I went through the custom install settings, which appeared to let me create a partition but it didn't seem to work as the partition created could not be selected as the install location, and even if I selected my HDD it said that there was no boot location (or something like that). I manually created a partition of the drive through windows, but it does not show up in the list when I tried to install again. The issue is repeatable (I have tried at least 4 times for it to search for the OS).

I don't have enough remaining space on my SSD to partition to install it on that either, as I considered unplugging my other drives first. While I could still do this for the HDD, as mentioned I don't want to have the current files on that drive wiped as there is already 400GB of files on there.

Thanks for any help :)

grahammechanical
March 19th, 2014, 04:25 PM
The installer should offer

Install alongside [other operating system]
Erase disk and install Ubuntu
Encrypt the new Ubuntu installation for security
Use LVM with the new Ubuntu installation
Something Else Create and resize partitions yourself or choose multiple partitions for Ubuntu.

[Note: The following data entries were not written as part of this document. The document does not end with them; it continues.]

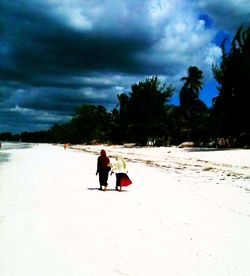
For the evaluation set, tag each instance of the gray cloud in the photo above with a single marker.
(56, 55)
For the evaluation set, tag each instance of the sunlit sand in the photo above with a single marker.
(186, 213)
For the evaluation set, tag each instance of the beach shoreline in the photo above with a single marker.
(186, 213)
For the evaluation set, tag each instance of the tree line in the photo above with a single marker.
(145, 114)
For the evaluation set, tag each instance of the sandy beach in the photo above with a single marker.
(186, 213)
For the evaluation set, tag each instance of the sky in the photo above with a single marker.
(56, 55)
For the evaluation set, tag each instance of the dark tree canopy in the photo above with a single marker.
(142, 112)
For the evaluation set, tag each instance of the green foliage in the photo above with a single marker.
(231, 106)
(142, 112)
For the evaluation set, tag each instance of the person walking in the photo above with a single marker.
(119, 167)
(103, 168)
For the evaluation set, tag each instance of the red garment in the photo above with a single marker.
(103, 160)
(125, 181)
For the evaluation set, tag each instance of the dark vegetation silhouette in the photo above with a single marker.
(145, 116)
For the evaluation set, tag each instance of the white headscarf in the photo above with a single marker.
(119, 166)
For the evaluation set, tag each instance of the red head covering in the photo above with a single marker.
(104, 160)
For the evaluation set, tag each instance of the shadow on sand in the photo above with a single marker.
(108, 190)
(208, 149)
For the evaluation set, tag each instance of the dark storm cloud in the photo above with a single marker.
(56, 55)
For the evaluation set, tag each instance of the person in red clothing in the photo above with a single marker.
(103, 168)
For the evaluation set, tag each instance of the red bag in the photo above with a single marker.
(125, 181)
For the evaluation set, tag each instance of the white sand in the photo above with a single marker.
(186, 213)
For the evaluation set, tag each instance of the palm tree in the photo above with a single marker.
(193, 84)
(192, 107)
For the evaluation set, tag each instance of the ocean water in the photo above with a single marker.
(6, 148)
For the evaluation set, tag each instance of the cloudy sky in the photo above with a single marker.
(58, 54)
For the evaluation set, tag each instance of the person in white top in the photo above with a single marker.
(119, 167)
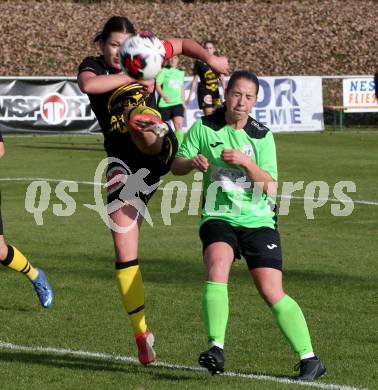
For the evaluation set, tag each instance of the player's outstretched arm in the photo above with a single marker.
(90, 83)
(182, 165)
(193, 49)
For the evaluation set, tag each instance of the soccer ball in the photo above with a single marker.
(142, 56)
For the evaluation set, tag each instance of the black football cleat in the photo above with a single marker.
(310, 369)
(213, 360)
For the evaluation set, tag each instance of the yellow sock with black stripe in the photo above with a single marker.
(130, 284)
(17, 261)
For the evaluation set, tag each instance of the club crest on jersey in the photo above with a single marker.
(248, 150)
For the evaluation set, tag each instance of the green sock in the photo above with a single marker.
(215, 311)
(180, 136)
(293, 325)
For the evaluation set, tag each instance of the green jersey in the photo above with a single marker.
(228, 193)
(172, 83)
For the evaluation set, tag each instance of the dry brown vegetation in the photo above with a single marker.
(316, 37)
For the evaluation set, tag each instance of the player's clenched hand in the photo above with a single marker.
(233, 156)
(200, 162)
(219, 64)
(148, 86)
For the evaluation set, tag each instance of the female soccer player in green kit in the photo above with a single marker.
(238, 157)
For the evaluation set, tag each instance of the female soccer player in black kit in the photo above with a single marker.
(141, 143)
(208, 95)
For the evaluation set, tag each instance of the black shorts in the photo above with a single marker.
(143, 171)
(208, 98)
(261, 247)
(168, 113)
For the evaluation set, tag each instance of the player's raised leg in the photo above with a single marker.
(12, 258)
(129, 279)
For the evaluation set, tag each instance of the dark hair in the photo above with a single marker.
(243, 74)
(115, 24)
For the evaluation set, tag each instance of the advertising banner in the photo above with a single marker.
(359, 95)
(39, 106)
(284, 104)
(42, 105)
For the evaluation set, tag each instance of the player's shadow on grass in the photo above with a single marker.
(91, 364)
(73, 148)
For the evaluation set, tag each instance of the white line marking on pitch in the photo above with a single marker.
(364, 202)
(122, 358)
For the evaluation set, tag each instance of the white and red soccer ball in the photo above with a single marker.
(142, 56)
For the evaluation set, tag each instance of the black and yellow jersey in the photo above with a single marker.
(108, 107)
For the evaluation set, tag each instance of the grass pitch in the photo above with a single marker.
(330, 269)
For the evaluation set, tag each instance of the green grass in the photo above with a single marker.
(330, 269)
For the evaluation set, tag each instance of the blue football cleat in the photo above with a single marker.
(43, 289)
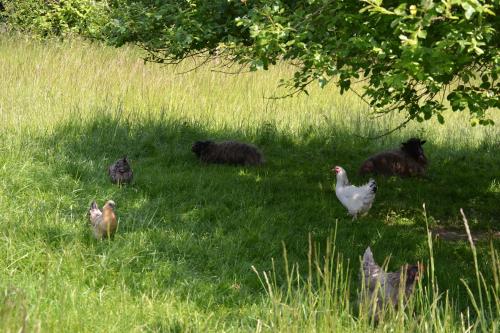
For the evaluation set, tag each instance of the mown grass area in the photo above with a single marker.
(189, 234)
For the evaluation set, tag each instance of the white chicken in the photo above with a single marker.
(357, 200)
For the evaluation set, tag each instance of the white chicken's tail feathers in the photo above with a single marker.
(372, 184)
(368, 256)
(370, 267)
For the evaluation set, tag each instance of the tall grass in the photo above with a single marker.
(318, 300)
(190, 234)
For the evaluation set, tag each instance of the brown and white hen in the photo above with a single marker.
(103, 223)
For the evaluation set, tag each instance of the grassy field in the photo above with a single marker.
(194, 241)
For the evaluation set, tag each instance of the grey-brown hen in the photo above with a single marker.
(121, 172)
(385, 288)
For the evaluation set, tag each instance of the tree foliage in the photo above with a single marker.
(414, 57)
(411, 56)
(45, 18)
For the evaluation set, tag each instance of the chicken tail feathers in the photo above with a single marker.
(368, 257)
(373, 185)
(370, 267)
(93, 205)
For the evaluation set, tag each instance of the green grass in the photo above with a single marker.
(190, 234)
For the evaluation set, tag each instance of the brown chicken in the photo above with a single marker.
(385, 288)
(103, 223)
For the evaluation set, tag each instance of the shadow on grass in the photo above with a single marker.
(199, 228)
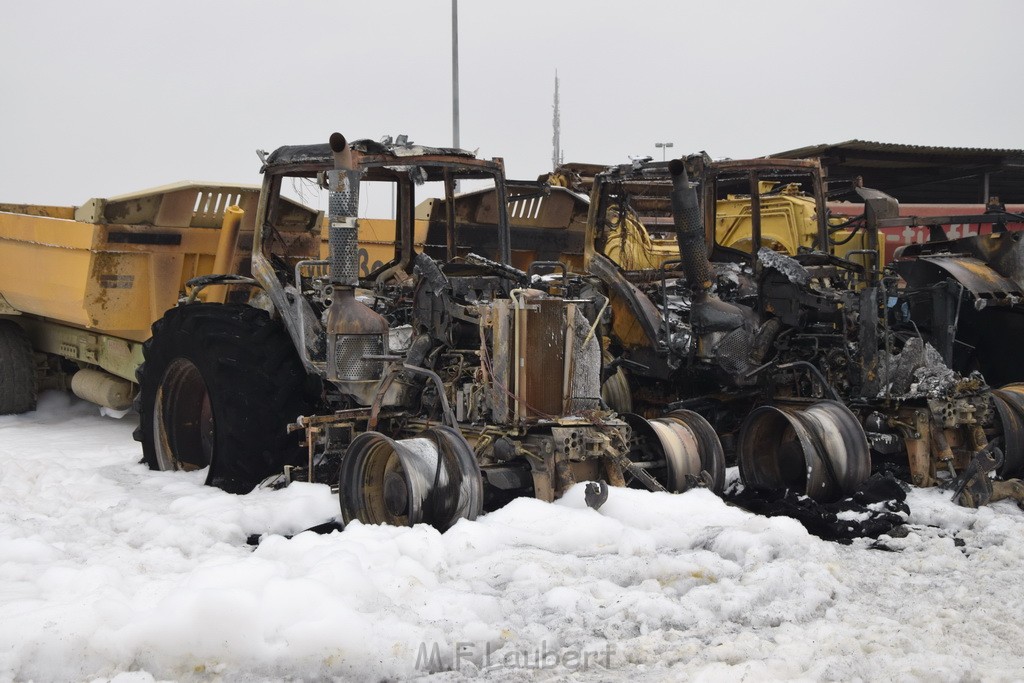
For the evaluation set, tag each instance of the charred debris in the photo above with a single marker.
(453, 378)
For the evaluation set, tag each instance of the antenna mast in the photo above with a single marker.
(556, 157)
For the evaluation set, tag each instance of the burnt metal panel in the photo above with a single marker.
(543, 353)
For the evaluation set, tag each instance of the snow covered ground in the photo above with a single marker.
(109, 570)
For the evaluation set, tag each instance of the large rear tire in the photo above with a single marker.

Some options may be greyed out as not suitable. If you are not getting the Install alongside option it is because the installer cannot create space on that hard disk to install Ubuntu into and there are a few reasons for that.

From what you have written I am assuming that you do not want to install Ubuntu on the same disk that you have Windows 8. Is that the SSD? Am I correct?

Then you need to use the do Something Else option. At the partitioning page you may need to select the drive that you want to install Ubuntu into. The default will be sda which should be the SSD. If the installer is looking at the SSD that may be the reason why it is not offering the option to create a partition and only offering the option to erase the disk.

I suggest that you remove one of the drives that you have data on so that you only have the SSD and the drive you want Ubuntu installed into. Then you can use the partitioner to shrink the partitions on the drive to create unallocated space in which to create a partition/partitions for Ubuntu.

We have to tell the installer the mount points/locations of the partitions that we want Ubuntu to use.

So, you have a partition for Ubuntu. You select it. You click change and in the dialog box you select the installation type

a) in the Change use panel select Ext4 as the file system
b) tick the Format box
c) in the Mount Point panel select /
d) Click OK
e) confirm that the boot loader (grub) is going to be installed in the device (hard disk) that you want it to be installed to. The default is sda which should be the SSD so you may need to change it to sdb.
f) click Install Now. Once you do that it is too late to go back. So, double check.

Regards.

michael127
March 19th, 2014, 07:09 PM
Wow, Amazing. Fixed it all. Thanks heaps. I think one of the main issues that I was doing wrong was not using ext4 and the mount point "/". I thought that the fact that my SSD was nearly full was probably why it didn't allow for the auto-partition tool to be available. (I'm writing this while it is installing - who would have thought that you could use the net while your OS installed!)